Systematic downvoting of users (that aren’t spambots or obvious trolls) is wrong. [pollid:600]
Systematic downvoting of users (that aren’t spambots or obvious trolls) is against community norms (i.e. people should already know it’s wrong). [pollid:601]
It would be nice if admins had a way of automatically detecting such behavior (e.g. running an SQL query to pick up patterns of mass-downvote) [pollid:602]
By the way, dear LessWrong reader, have you ever been a victim of mass downvotes? [pollid:603]
And have you engaged in it? [pollid:604]
(not that I think such polls should have power of law, it’s just nice to have an idea of the opinion of the community)
I’ve done a minor version of mass downvoting—I normally let mildly annoying comments go, but I’ll downvote them if they’re from one particular poster.
I think if I’d notice that I always tend to downvote some person’s comments when I see them, I might end up looking at their history for comments I’m likely to also disfavor. But I wouldn’t downvote their comments just because they’re the one who made them; I’d judge each comment individually. I don’t know if this is against community norms.
Two features of this poll make me doubt its usefulness:
You don’t define ‘systematic’. I’ve gone through user histories and looked at lots of their old comments, doling out lots of positive or negative karma in a short period of time based on the quality of the old comments. But I have no idea whether that makes me a ‘systematic downvoter’ or ‘mass downvoter’ in the sense people here are worried about. Your last question is particularly ambiguous, since it’s not clear whether ‘e.g. looking if a user has a history of other bad comments’ is meant to be an example of ‘systematic’ or of ‘not systematic’ down-voting.
You don’t allow people to express agnostic or highly uncertain views about anything. You allow ‘tends toward X’ and ‘don’t care’, but not ‘I don’t know’. I think I gave overly extreme answers because I do care about this issue and about whether it’s harming the community, but I don’t have a clear view yet of whether it’s net harmful.
Have to revise my poll answer. 92% of my comments from the past month were downvoted today.
I reported “never been mass downvoted”, but in the past few hours 92% of my comments since January 29th were downvoted :-/.

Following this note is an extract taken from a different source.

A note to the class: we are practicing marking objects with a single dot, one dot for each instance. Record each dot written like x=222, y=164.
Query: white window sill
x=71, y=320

I wasn’t logged in when I initially filled out this survey, and the cookies in my browser might have been acting funny for whatever reason. So, I may have mistakenly filled out this form twice. If I did without anonymity, ignore my duplicate result. If it was anonymous, and it appears a user did enter twice, and the results are the same, then ignore one of them, as it could easily be from me.
So, non-logged in users are allowed to vote to polls? (Does anyone know if that’s deliberate?)
It’s not true, at least normally. If you are logged out and press “Vote”, you are asked to log in.
I disagree about having this problem solved by moderators. Changing the karma system would be preferable i.e. by removing the downvotes or having downvotes only affect the individual post but not on the total karma of the user.